Howard warns identity politics will leave history students in the dark
John Howard says the rise of identity politics in history courses at Australian universities is damaging education.
Former prime minister John Howard says the rise of identity politics in history courses at Australian universities is placing issues such as gender and race “centre stage” at the expense of students’ basic understanding of modern society.
Mr Howard said he was not surprised by research released yesterday that suggested identity politics had become a dominating force in university history courses, with undergraduates more likely to take classes that focus on race, gender or sexuality than on the core elements of the origins of Western civilisation.
“I think the report is a reminder of how much identity politics has encroached upon Australia’s universities. I don’t argue that such things as gender and race are irrelevant — of course they are not irrelevant — but they have assumed centre stage, according to that report, to the detriment of understanding and knowledge,” he said.
“I don’t know how you can understand modern society without, for example, having proper and full understanding of the Enlightenment. And the Western world without a proper understanding of the influence of Judaeo-Christian ethics.

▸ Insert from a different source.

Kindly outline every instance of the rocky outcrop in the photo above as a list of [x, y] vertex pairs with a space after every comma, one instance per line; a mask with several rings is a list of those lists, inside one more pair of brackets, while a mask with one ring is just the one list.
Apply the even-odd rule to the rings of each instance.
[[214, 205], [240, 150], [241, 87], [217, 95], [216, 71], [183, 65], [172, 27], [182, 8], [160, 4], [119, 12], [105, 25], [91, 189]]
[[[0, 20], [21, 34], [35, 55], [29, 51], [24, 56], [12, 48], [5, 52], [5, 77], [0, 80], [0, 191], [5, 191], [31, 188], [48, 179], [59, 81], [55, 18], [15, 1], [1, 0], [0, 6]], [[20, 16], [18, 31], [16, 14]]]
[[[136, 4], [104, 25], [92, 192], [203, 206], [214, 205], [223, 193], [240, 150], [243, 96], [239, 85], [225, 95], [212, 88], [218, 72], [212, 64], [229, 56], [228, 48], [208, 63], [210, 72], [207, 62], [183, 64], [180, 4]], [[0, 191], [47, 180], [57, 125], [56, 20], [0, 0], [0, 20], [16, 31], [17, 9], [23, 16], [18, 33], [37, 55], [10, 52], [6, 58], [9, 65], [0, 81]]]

“It’s precisely the drift towards identity politics identified in the report (that) the late Paul Ramsay had in mind when he decided that he wanted to establish a centre for Western civilisation,” Mr Howard said.

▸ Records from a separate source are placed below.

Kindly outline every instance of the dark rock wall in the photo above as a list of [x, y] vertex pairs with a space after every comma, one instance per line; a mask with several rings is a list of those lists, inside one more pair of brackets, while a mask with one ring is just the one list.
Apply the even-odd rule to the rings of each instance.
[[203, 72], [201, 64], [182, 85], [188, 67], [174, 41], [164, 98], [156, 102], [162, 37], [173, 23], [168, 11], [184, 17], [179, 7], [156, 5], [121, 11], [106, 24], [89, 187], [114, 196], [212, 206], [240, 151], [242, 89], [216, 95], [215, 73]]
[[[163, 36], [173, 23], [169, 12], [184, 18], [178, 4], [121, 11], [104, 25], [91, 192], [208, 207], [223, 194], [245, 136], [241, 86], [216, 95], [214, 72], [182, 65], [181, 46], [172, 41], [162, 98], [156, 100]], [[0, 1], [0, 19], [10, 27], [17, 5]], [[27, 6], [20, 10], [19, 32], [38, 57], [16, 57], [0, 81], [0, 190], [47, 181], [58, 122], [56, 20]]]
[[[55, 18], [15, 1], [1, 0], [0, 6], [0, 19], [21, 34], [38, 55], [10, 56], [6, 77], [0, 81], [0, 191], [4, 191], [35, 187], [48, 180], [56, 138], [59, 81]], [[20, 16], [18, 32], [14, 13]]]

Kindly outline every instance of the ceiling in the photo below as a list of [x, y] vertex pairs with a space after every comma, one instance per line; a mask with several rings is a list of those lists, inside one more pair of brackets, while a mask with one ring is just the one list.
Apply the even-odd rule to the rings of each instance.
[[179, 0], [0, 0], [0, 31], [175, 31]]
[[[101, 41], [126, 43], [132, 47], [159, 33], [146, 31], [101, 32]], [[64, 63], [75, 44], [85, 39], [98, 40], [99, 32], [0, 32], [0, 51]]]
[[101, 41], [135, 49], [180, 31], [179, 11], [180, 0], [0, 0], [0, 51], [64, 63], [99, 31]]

The former prime minister is the chairman of the Centre for Western Civilisation, established at the request of healthcare and media entrepreneur Paul Ramsay, who died in 2014.

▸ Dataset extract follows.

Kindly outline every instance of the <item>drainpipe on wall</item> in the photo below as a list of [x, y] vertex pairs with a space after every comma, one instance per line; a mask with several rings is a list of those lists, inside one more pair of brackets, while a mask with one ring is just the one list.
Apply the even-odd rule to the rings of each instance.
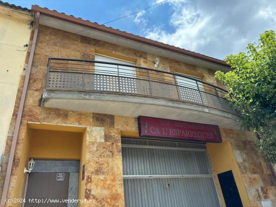
[[12, 146], [11, 147], [11, 152], [10, 152], [10, 156], [9, 157], [9, 161], [8, 162], [8, 167], [7, 168], [7, 172], [6, 174], [5, 181], [4, 182], [4, 186], [3, 188], [3, 192], [2, 193], [2, 197], [1, 198], [1, 202], [0, 203], [0, 207], [5, 206], [6, 203], [6, 199], [8, 194], [9, 184], [10, 183], [11, 173], [12, 172], [12, 168], [13, 167], [13, 162], [16, 151], [16, 143], [17, 142], [17, 139], [18, 137], [18, 133], [19, 132], [19, 128], [20, 127], [20, 122], [21, 121], [21, 118], [22, 117], [23, 107], [24, 106], [24, 102], [25, 101], [28, 84], [29, 83], [29, 80], [30, 79], [31, 68], [32, 67], [33, 59], [34, 58], [34, 54], [35, 54], [35, 48], [36, 47], [36, 43], [37, 42], [37, 38], [38, 33], [38, 28], [39, 26], [40, 14], [40, 13], [39, 12], [37, 12], [36, 14], [36, 28], [35, 30], [35, 33], [34, 34], [34, 38], [33, 38], [33, 42], [32, 43], [32, 48], [31, 49], [30, 58], [29, 58], [29, 62], [28, 63], [28, 66], [27, 68], [26, 75], [25, 77], [25, 80], [24, 81], [24, 85], [23, 85], [22, 95], [21, 96], [21, 99], [20, 99], [20, 103], [19, 104], [18, 113], [17, 114], [17, 117], [16, 119], [15, 131], [14, 133], [13, 142], [12, 143]]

Education Minister Simon Birmingham weighed in on the debate yesterday, saying universities “should be places that facilitate debate and challenge ideas, but that shouldn’t come at the expense of learning about historical facts.”
Australian Catholic University senior research fellow and the co-chairman of the national curriculum review Kevin Donnelly said the audit, conducted by the Institute of Public Affairs, was a “shocking indictment” on the tertiary education sector.
“I’d also argue it’s happening in other subjects like literature and sociology, it’s not just history,” he said.
The Centre for Western Civilisation is working with two universities in NSW and the ACT to deliver a three-to-four-year undergraduate course, which they hope to roll out at the beginning of 2019, called the bachelor of arts (Western civilisation).
Centre chief executive Simon Haines said he hoped the course would promote the study of the establishment and development of Western civilisation and could combat the notion that the West was “barbaric and decadent”.
Lecturers and historians yesterday defended their courses.
Australian National University history professor Frank Bongiorno said the courses he had taught throughout his career were wide in scope and not ideologically driven. “I don’t think courses slot so easily into the categories (report author) Bella D’Abrera thinks they do,” he said.
Professional Historians Australia president Jill Barnard said: “It’s the skills and the scholarly sort of methods that are important in university history courses.”